An infant with an undifferentiated condition requires careful head-to-toe assessment and monitoring.
History
- Attempt to identify any changes in the infant's behaviour of concern. A thorough assessment of the infant's usual cues and feeding patterns may not be possible with very young infants.
- Prenatal history. Check the blue book if available. Include:
- gestational diabetes
- preeclampsia
- prenatal health checks and screening.
- Birth history, including any complications, resuscitation requirements and APGARs
- Birth weight and current weight.
Look
Respiratory
- Complete assessment with the infant fully exposed.

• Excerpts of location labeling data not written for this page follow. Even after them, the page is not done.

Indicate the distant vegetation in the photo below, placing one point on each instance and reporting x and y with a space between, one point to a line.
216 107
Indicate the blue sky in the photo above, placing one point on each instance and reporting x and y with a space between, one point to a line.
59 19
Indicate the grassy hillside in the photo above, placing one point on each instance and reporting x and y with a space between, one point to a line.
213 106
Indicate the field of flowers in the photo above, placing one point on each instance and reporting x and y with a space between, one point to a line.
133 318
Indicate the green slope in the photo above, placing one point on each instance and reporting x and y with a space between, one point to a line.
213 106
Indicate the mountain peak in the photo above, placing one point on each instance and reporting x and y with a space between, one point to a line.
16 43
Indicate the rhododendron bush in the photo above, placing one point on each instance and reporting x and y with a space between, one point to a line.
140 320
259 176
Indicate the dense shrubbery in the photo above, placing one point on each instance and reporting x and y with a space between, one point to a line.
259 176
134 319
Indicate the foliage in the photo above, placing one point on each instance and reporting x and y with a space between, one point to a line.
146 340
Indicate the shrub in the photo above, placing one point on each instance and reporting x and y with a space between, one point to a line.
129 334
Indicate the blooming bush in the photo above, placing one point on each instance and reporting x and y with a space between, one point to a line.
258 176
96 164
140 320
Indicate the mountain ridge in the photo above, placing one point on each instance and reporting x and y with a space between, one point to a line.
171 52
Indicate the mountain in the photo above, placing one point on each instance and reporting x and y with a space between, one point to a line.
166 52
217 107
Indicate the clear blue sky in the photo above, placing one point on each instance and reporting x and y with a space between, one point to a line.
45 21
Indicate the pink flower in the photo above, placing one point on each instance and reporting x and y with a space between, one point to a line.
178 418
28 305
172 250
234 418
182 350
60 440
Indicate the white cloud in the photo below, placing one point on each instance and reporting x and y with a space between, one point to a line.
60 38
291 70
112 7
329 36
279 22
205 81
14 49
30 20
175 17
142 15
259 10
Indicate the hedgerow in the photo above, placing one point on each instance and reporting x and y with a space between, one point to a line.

- Consider placing the patient in an infant warmer or engaging in skin-to-skin contact.
- Look for signs of upper airway obstruction.
- Assess their colour, peripherally and centrally.
- Count their respiratory rate and assess.
- Pattern of respirations:
- regular
- irregular
- shallow
- tachypnoeic
- bradypnoeic.
- Work of breathing:
- mild
- moderate
- severe.
- Use of accessory muscles:
- tracheal tug
- intercostal
- suprasternal
- substernal
- supraclavicular
- abdominal
- head bob
- nasal flaring.
- Evaluate chest expansion for symmetry.
- Check the trachea is midline.
- Listen for audible sounds, e.g. stridor, hoarse cry, wheeze, grunting or cough.
- Measure the oxygen saturations.
Listen
- Auscultate the lung fields with a stethoscope. Listen for:
- quality of breath sounds
- adventitious breath sounds, e.g. wheeze, crackles, crepes or stridor
- location of the sounds.
Feel
- Feel for even chest expansion.
- Feel for skin temperature, turgor and moisture.
- Measure the capillary return, centrally and peripherally.
Circulation
Cardiac exam
- Compare upper and lower limb pulses
- Look for oedema.
- Auscultate the apex beat.
- Compare the apex beat to the peripheral pulses. They should be similar.
- Auscultate across all four heart valves.
- Listen for arrhythmias and murmurs.
- Palpate peripheral and central pulses.
- Assess rate, rhythm and volume.
Skin
- Complete a skin inspection.
- Consider common neonatal rashes:
- milia
- erythema toxicum neonatorum (ETN)
- pityrosporum folliculitis
- miliaria
- nappy rash.
- Consider the need for tapes or cardiac dots on the skin and carefully remove any that aren't required.
Pain assessment
- Neonates frequently experience pain in hospital and can suffer immediate or long-term consequences of unrelieved pain.
- Accurate assessment of pain is essential to provide adequate management. Use an appropriate pain scale tool, such as the Modified Pain Assessment Tool (mPAT) (appendix), and reassess pain as needed.
- If the pain is unrelieved by comfort measures, escalate as per local CERS protocol.